New Science Can’t Save an Old Farce

on March 16, 2007

A field of evolutionary research is explored in-depth in this week’s issue of Newsweek (whose cover reads “The Evolution Revolution”). In “Beyond Stones & Bones”, author Sharon Begley describes how geneticists are increasingly relying on the technique of comparing genomes in the search for dates, as opposed to the old method of digging up fossil bones. Focusing on the evolutionary account of human origins, Begley writes, “Fossils and tools testified to our ancestors’ origins in Africa, the emergence of their ability to walk upright, the development of toolmaking and more. But now two new storytellers have begun speaking: DNA and brains.”

This “new science” is illustrated by Begley’s description of anthropologist Mark Stoneking’s work investigating lice. (That’s right, lice.) Stoneking, hoping to determine when clothing replaced hair as the prime human covering, compared the DNA of head lice (which live in hair) and body lice (which infest clothing). Then, using estimates for how quickly DNA accumulates changes, Stoneking and his colleagues calculated that the “fork” in the louse family tree (when head lice and body lice went their separate ways) occurred “no more than 114,000 years ago.” Deducing that this divergence took place at the same time a new habitat (clothing) appeared, Stoneking concludes that humans first fashioned clothing right around 114,000 years ago. (One wonders if compromisers will fit this in with Genesis 3:7, 21.)

It’s explorations like the above that led Begley to write:

Although we tend to see the march of species down through time as a single-file parade […] the emerging science shows that the story of our species is far more complicated than Biblical literalists would have it—but also more complex than secular science suspected. […] The neat traditional model in which one species gave rise to another like Biblical “begats” has been replaced by a profusion of branches, representing species that lived at the same time as our direct ancestors but whose lines died out.

Begley then describes various applications of the idea of the “molecular clock.” The idea of the molecular clock is that by extrapolating the present, observed rate of changes in DNA back into the past, then comparing the differences in two genomes, scientists can use math to determine how long ago two genomes diverged (hence Stoneking’s estimation of the louse divergence).
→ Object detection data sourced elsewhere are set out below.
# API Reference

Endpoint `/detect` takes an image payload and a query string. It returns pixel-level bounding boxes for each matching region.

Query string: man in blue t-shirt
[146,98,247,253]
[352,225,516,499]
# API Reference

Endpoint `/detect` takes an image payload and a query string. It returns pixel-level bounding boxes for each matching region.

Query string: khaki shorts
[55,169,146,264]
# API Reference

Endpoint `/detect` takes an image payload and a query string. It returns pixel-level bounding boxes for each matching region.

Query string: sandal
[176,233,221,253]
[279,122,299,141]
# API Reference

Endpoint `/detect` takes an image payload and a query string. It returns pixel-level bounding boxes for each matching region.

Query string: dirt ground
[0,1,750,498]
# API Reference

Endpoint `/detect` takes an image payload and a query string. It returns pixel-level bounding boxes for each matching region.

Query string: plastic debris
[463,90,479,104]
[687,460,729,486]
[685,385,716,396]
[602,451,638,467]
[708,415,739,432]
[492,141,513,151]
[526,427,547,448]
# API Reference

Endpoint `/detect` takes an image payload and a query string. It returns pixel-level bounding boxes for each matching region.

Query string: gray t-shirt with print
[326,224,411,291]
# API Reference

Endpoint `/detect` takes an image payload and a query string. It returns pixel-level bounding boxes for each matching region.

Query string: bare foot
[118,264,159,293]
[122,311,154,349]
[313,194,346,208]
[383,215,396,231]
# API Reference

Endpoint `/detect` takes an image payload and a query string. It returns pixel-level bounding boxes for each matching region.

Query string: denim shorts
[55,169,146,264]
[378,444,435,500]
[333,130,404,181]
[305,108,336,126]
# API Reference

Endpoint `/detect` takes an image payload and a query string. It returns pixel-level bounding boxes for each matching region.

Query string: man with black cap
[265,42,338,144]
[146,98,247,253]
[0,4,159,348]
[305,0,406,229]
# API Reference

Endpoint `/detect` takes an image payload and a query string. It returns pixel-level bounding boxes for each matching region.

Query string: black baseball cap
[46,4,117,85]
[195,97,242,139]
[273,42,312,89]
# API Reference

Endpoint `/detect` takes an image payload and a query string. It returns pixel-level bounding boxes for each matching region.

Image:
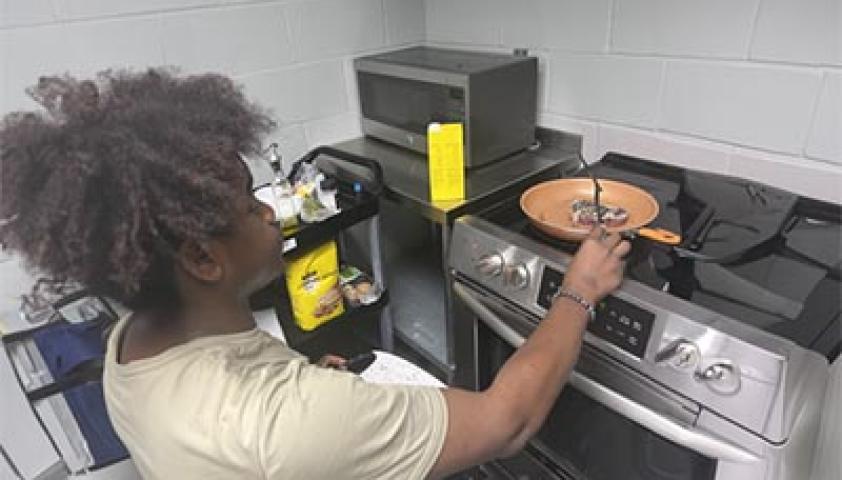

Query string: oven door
[453,280,759,480]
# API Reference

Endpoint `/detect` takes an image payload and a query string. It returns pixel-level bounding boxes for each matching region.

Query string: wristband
[553,287,596,322]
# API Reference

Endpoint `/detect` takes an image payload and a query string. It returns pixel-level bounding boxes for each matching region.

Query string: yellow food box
[285,241,345,331]
[427,123,465,202]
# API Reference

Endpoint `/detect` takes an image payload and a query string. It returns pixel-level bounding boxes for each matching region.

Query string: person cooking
[0,69,630,480]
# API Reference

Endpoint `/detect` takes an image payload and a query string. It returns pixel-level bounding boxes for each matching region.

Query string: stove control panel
[538,267,655,358]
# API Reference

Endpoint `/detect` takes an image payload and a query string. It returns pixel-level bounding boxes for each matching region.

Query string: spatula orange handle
[637,227,681,245]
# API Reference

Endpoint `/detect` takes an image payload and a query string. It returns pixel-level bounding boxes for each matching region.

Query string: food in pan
[570,200,629,227]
For instance, the article reviews how the molecular clock indicates that humans and chimps diverged “5 to 6 million years ago” (although Begley mistakenly claims human and chimp DNA are “no more than 1.2 percent” different).

The article then runs into some of the inconsistencies in which this dating technique has resulted (for evolutionists, anyway). Begley describes alleged apeman “Toumai,” a supposed non-chimp ancestor of humans who would have, according to the traditional evolutionary model, evolved after the human-chimp split (which, as mentioned above, is placed at 5–6 million years ago according to the molecular clock). The problem is that other dating techniques place Toumai at 7 million years old; of course, this inconsistency doesn’t appear to shake these evolutionists’ faith in their dating methods.

Begley then explains how other new fields of research, such as “paleoneurology” (the study of fossil skulls and braincases), have similarly turned traditional evolutionary history topsy-turvy. According to the article, Homo erectus was “almost certainly a[n evolutionary] dead end,” rather than being our ancestor, as scientists have traditionally thought.

Since scientists have only observed the rate of DNA mutations in the present, they must extrapolate that rate into the past using uniformitarian assumptions.

But inconsistencies such as these are only the first problem with these “revolutionary” evolutionary sciences. Another problem is the assumption of a constant rate of DNA change in the “molecular clock” model. Since scientists have only observed the rate of DNA mutations in the present, they must extrapolate that rate into the past using uniformitarian assumptions.

Of course, there are some legitimate “evolutionary” (i.e. variation within a kind) relationships. All dog species today are legitimately related as descendants of the original, created dog kind—having diverged since the creation, about 6,000 years ago.

Ultimately, the way in which a person interprets facts depends on their beginning assumptions. When an individual begins with the Bible, he or she sees how the diversity of life today fits into the Bible’s account of the history of the universe. When a person rejects the Bible’s account and relies on extrapolation into an “unknown” past, what does he or she get? Contradictions and more unknowns when trying to solve, as Begley puts it, “the age-old quest to understand where humankind came from and how we got here.” It’s a quest that’s put to rest when one finds the answers in Genesis.